Don't suppose the two models happen to share the stand parts as well as the attachment method, to your knowledge?
Anyway as mentioned on the other page, the thing came out remarkably easily - slacken the swingarm nut, take off the pillion peg bolts and tilt them out of the way, blast off some of the crud with a bike cleaner aerosol, extract the split pin, then batter at it with a suitable size socket and hammer ... realise the brake pedal is coming with, so undo the brake linkage and hoik the springs off (£7 well spent at a local bike shop for a T-handle spring puller), then just pull the pedal to wiggle it out.
Guess that explains why the split pin was on the wrong side... someone must have put it in the wrong way at some point, after which it seized. Suppose it's a better option than it seizing in the actual stand, though that does now mean I've about a fiver's worth of brand new pivot pin that I can't use.

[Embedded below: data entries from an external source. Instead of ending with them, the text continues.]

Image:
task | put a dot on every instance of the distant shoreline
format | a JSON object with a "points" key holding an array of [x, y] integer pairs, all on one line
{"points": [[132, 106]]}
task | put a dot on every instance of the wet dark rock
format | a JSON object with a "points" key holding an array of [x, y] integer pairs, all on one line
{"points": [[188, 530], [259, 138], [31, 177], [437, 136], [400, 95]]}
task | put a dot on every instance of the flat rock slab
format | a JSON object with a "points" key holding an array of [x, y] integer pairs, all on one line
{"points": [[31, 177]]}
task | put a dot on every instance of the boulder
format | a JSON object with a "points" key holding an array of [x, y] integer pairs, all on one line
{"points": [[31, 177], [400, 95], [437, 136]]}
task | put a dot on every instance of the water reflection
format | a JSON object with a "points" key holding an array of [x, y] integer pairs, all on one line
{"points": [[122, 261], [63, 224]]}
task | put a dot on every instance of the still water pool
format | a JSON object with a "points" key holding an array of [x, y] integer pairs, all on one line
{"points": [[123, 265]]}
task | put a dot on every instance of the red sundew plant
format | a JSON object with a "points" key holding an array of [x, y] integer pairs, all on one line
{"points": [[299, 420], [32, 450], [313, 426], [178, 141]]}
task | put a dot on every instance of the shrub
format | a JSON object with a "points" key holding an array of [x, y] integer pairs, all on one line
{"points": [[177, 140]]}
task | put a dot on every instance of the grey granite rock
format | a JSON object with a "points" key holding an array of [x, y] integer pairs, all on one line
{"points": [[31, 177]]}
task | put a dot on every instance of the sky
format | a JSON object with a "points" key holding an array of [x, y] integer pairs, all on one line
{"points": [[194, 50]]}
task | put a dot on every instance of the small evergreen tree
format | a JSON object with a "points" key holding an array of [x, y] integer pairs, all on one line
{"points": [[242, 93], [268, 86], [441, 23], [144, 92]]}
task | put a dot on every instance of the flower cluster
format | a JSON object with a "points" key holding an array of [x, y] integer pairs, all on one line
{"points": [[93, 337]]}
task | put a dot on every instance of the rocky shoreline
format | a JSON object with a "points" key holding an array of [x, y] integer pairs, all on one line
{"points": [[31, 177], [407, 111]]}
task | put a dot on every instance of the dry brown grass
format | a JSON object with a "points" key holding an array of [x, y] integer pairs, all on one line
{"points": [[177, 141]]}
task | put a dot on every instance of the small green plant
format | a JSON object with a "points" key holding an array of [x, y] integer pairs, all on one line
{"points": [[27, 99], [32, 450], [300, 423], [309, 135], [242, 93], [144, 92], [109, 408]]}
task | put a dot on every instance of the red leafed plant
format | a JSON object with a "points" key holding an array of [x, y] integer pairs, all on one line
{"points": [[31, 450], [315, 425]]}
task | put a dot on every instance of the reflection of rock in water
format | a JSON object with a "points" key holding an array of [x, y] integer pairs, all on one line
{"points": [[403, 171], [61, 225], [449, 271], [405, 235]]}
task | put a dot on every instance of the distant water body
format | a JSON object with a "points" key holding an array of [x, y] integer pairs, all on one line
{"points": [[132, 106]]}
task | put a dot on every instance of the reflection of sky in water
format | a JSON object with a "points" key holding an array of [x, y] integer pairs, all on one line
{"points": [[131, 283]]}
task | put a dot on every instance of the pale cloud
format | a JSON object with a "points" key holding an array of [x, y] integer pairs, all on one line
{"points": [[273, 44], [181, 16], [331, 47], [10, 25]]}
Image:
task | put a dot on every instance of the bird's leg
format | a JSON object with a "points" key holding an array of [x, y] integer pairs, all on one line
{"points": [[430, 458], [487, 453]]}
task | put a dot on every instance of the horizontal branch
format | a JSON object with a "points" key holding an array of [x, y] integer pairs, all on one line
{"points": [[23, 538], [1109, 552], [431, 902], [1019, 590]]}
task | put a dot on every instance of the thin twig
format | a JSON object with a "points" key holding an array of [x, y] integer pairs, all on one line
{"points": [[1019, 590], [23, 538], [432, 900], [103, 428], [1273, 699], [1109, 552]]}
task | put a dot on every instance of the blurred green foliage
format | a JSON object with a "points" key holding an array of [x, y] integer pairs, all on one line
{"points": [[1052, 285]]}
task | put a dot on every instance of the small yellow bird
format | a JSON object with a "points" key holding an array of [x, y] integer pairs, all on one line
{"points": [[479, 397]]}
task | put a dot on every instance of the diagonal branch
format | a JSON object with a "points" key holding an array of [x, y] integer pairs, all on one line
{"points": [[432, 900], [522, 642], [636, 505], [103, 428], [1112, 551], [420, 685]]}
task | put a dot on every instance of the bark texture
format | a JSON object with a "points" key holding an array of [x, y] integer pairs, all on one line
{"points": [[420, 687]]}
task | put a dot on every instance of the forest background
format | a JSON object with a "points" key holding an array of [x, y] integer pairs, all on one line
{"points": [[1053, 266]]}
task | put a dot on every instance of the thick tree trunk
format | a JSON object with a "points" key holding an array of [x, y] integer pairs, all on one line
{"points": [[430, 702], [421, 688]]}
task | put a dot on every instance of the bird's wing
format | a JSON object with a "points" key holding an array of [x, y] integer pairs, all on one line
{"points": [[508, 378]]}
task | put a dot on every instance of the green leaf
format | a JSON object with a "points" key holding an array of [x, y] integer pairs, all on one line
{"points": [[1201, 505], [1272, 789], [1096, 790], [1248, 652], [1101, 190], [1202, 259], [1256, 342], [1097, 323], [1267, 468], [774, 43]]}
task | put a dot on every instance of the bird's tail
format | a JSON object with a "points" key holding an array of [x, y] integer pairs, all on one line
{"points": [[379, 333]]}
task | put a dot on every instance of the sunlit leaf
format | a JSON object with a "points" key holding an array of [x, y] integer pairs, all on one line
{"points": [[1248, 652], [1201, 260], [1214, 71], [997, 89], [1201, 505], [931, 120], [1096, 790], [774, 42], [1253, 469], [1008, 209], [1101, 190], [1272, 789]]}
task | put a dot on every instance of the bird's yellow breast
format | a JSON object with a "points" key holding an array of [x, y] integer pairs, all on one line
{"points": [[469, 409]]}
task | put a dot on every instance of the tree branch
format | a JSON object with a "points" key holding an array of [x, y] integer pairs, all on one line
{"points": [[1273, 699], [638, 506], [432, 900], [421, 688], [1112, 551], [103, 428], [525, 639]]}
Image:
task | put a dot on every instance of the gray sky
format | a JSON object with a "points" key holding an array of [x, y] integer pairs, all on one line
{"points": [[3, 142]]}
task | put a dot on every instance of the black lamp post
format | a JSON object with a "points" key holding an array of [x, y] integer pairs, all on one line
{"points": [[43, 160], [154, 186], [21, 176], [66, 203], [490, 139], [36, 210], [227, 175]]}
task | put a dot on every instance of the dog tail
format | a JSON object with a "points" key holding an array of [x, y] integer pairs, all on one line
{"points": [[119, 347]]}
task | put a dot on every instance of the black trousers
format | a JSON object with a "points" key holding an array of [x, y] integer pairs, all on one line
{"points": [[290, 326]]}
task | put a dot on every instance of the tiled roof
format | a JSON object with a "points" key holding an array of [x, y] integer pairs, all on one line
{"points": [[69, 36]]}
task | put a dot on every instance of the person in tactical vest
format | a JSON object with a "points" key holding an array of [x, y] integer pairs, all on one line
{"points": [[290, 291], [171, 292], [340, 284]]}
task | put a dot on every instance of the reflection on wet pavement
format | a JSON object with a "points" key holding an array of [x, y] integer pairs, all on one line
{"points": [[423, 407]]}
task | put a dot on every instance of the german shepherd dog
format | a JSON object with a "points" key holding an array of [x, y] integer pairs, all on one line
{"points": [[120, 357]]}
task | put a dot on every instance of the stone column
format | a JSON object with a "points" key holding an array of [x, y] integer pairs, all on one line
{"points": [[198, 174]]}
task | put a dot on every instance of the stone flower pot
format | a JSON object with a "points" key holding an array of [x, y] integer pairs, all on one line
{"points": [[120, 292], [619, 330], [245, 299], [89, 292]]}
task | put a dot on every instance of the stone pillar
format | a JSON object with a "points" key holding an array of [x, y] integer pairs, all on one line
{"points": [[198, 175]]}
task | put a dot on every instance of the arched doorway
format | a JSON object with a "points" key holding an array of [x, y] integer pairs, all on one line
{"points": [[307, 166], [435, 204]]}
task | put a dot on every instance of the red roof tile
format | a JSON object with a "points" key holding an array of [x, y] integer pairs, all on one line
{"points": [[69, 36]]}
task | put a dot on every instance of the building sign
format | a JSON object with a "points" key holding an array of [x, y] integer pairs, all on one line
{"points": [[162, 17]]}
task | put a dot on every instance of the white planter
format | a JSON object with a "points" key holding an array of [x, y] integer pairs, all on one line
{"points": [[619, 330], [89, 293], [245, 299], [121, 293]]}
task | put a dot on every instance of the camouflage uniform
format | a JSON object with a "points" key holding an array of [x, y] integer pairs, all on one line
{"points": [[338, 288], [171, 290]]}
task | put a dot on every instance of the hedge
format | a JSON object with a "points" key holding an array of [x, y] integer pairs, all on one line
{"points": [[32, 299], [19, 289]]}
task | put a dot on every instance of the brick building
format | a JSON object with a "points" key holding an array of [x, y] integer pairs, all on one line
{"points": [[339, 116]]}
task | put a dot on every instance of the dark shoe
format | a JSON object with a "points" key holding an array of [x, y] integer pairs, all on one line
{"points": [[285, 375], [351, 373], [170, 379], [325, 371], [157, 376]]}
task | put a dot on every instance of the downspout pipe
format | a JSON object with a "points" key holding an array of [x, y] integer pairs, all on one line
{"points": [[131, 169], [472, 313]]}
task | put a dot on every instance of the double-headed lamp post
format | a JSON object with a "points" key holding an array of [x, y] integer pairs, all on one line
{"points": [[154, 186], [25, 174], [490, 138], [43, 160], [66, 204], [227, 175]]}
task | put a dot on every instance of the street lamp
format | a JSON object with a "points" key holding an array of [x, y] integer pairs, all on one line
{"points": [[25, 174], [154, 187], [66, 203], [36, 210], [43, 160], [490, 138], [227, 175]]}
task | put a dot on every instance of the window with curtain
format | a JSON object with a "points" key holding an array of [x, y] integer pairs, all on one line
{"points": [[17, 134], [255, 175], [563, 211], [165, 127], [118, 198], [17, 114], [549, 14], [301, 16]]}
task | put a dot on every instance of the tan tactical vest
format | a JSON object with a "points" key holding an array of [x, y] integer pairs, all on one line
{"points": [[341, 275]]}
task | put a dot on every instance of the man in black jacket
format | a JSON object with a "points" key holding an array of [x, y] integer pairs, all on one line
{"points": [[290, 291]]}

Still in the bag so maybe it can be returned...?
Too bad the stand itself has turned out to be the actual weak link, that and a bit of the frame that it donks against when retracted; everything else is a bit rusty, but straight. Maybe it is actually the wrong part? Tempted to experiment with some of the cheap "CG125 Brazil" parts on eBay even though they say "does not fit Electric Start models". This machine is weird enough that it might work better than the £70 OEM piece...
Put it back for now, with a bit of extra grease on it to make up for what might have been cleaned off (only generic copper/lithium?? stuff which has been hanging around so long that I actually inherited it off my dad, but it'll have to do), so I can actually stand the bike up without leaning it against a wall (at least, until I can get a new side stand on the now firmly attached footpeg bar... or straighten out the existing one, which I think will need a trip to mum's as, weirdly, she's got a vice in her garage and I don't... as well as an oven which it can be preheated in to reduce the risk of stress fracturing, and then carried through in a matter of seconds rather than a couple of minutes so it stays hot).
Will have to grease up the swingarm as well when actually replacing the damn thing, if I can find a replacement. Might end up having to give it the oven (+ blowtorch?) plus vice plus sledgehammer treatment as well.
7/11/2018 6:01:28 PM UTC
Ren - The Ed said :-
The problem is if you buy one that's not for you bike and it doesn't fit it could be money wasted. Of course if you buy a second hand one you can always sell it once again. I struggle to see why the eleccy start model would be different but then models change through the years. I'd have a look at various year's part numbers to see if they match or are different. See if the diagrams look different.
Lingshondaparts.co.uk should have all you need.